All of lore.kernel.org
 help / color / mirror / Atom feed
* de-duplication algos
@ 2015-05-13 16:24 Learner Study
  2015-05-13 16:35 ` Hugo Mills
  0 siblings, 1 reply; 5+ messages in thread
From: Learner Study @ 2015-05-13 16:24 UTC (permalink / raw)
  To: linux-btrfs; +Cc: Learner Study

Hello,

I have been reading on de-duplication and how algorithms such as Bloom
and Cuckoo filters are used for this purpose.

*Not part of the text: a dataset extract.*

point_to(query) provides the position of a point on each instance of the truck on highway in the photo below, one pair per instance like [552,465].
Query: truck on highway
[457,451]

Does BTRFS dedup use any of these, or are there plans to incorporate
these in future?

Thanks for your guidance!

^ permalink raw reply	[flat|nested] 5+ messages in thread

* Re: de-duplication algos
  2015-05-13 16:24 de-duplication algos Learner Study
@ 2015-05-13 16:35 ` Hugo Mills
  2015-05-13 16:48   ` David Sterba
  0 siblings, 1 reply; 5+ messages in thread
From: Hugo Mills @ 2015-05-13 16:35 UTC (permalink / raw)
  To: Learner Study; +Cc: linux-btrfs, Mark Fasheh

[-- Attachment #1: Type: text/plain, Size: 1507 bytes --]

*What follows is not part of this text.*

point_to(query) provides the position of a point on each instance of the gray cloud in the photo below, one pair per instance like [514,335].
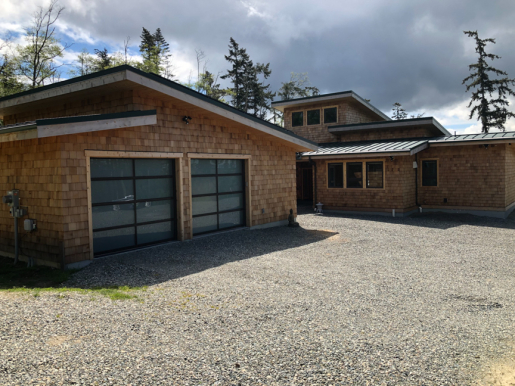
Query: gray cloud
[408,51]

On Wed, May 13, 2015 at 09:24:17AM -0700, Learner Study wrote:
> Hello,
> 
> I have been reading on de-duplication and how algorithms such as Bloom
> and Cuckoo filters are used for this purpose.
> 
> Does BTRFS dedup use any of these, or are there plans to incorporate
> these in future?

   There was a long discussion on IRC about different approaches that
could be taken. I think Mark Fasheh captured most of that somewhere --
I thought he'd put it on the duperemove github site somewhere, but I
can't see it right now.

   One outcome of the discussion is that a probabilistic set
implementation is potentially useful, but there's still a lot of work
that needs to be done around those core algorithms to make a useful
deduplicator. A related outcome was that there's a lot of different
approaches that are possible, which can optimise for RAM, storage
space (both at runtime, and in the resulting deduplicated FS), or
execution time in different ways. I think we ended up with about 7 or
8 different possible algorithms by the end of it, even before looking
at the implementation details of which probabilistic set algorithm to
pick.

   If Mark doesn't have those notes any more, I can try to dig out the
original IRC discussion.

   Hugo.

-- 
Hugo Mills             | My code is never released, it escapes from the git
hugo@... carfax.org.uk | repo and kills a few beta testers on the way out.
http://carfax.org.uk/  |
PGP: E2AB1DE4          |                                             Diablo-D3

[-- Attachment #2: Digital signature --]
[-- Type: application/pgp-signature, Size: 836 bytes --]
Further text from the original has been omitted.